MCC Vice President for Operations Barbara Jones told the group gathered, “the best thing about this is we are in partnerships. It takes a cooperative spirit and partners that are willing are do to the things that need to be done to benefit others.”
“We are the first and the only community college in the state who will be offering this partnership,” Jones said.
Dr. Richie McAlister, associate vice president for workforce education, said a degree is no longer an option for the firefighter, fire officer or emergency manager. “Today’s emergency service professional has to be a strong communicator and be knowledgeable in areas such as hazardous materials, architecture, engineering.”
He noted since 2003, the fire service industry has called for a national model that integrates competency-based system of education and professional development.
“The United States Fire Administration has found that fire emergency service personnel possess a tremendous amount of credit for training but it’s often uncoordinated, fragmented and seldom leads to a recognized program of study,” McAlister said.
Locally, firefighters have hundreds of continuing education hours at the Fire Academy, McAlister said, “so we just need to bring it all together.”
MCC recognized the problem and developed a way to evaluate prior educational achievements and combine them with an accredited Fire and Emergency Services Degree Program.

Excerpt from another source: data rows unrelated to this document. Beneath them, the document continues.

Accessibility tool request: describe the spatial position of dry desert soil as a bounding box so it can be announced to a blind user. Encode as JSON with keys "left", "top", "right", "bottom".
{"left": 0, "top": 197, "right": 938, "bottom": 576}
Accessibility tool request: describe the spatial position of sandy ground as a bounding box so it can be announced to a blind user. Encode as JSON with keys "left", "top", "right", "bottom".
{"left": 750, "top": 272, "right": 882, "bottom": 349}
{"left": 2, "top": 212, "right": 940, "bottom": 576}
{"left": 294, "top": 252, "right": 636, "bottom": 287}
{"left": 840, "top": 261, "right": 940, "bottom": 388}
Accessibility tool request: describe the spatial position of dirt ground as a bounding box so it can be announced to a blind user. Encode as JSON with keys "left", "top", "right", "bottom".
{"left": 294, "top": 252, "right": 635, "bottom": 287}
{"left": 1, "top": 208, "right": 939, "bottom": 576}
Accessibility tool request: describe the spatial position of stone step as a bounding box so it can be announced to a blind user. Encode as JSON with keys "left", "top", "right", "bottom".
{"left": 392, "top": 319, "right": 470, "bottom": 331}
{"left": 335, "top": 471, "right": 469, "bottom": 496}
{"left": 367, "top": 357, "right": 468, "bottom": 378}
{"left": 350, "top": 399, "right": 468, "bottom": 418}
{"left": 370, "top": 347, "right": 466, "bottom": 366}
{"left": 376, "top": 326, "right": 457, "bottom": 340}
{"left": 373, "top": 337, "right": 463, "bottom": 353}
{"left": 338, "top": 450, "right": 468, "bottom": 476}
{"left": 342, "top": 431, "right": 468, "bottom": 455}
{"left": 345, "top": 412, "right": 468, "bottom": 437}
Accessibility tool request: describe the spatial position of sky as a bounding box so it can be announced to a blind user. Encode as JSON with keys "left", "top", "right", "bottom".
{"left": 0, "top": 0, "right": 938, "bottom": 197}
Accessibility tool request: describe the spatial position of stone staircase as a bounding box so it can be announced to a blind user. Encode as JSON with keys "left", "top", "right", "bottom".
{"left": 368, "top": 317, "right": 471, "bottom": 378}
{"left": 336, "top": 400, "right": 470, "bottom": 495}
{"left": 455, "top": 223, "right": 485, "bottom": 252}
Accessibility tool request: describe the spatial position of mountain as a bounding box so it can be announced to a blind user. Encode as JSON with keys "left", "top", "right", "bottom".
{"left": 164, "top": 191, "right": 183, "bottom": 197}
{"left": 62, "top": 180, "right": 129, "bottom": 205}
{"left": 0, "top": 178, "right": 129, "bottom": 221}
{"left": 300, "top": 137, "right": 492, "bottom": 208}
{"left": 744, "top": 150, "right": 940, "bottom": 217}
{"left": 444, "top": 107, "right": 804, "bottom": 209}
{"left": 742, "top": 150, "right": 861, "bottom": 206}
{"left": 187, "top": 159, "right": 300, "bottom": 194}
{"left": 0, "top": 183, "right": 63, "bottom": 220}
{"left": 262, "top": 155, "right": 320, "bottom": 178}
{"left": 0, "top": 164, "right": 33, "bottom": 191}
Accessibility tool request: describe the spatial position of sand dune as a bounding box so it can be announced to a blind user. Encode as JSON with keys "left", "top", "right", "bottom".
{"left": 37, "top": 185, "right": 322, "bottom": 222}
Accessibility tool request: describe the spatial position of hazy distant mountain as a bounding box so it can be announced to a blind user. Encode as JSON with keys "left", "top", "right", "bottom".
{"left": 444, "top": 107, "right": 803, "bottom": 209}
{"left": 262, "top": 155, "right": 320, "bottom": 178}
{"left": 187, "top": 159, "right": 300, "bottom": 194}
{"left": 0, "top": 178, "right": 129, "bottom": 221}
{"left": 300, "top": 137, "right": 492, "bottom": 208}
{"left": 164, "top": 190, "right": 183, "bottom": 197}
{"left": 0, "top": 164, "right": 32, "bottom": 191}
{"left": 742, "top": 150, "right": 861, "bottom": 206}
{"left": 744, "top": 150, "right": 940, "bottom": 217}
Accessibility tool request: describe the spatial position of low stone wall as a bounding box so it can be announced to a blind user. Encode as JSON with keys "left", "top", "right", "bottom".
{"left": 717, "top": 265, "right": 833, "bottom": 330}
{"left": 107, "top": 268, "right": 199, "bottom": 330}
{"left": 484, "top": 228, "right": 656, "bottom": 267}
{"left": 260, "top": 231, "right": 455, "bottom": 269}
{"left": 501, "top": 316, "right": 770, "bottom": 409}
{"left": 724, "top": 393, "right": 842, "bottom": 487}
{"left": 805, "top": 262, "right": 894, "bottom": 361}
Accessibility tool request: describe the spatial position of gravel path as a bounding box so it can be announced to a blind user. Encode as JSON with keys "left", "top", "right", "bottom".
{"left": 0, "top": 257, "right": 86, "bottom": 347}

Also, Meridian Community College’s Recognition of Prior Education Service (ROPES) Program has reviewed numerous standard based programs and determined where college credit could be awarded. MCC has worked very closely with the Mississippi State Fire Academy and jointly offers the Mississippi Executive Fire Officers Program that encourages degree completion, McAlister noted.
Getting the opportunity to learn while on duty is a benefit few colleges can offer. However, MCC is the only community college in the state to offer associate degrees in fire protection technology and emergency communications technology.
Ben Warren, chairman of MCC’s division of emergency service technology, said, meshing higher education and training is vital. The college is helping to overcome some financial roadblocks for participants in the programs, he added.
“A scholarship program is being created right now that will provide money to first responders both in Meridian and Lauderdale County to those individuals who are pursuing degrees in either emergency management communications technology or fire protection technology,” Warren said.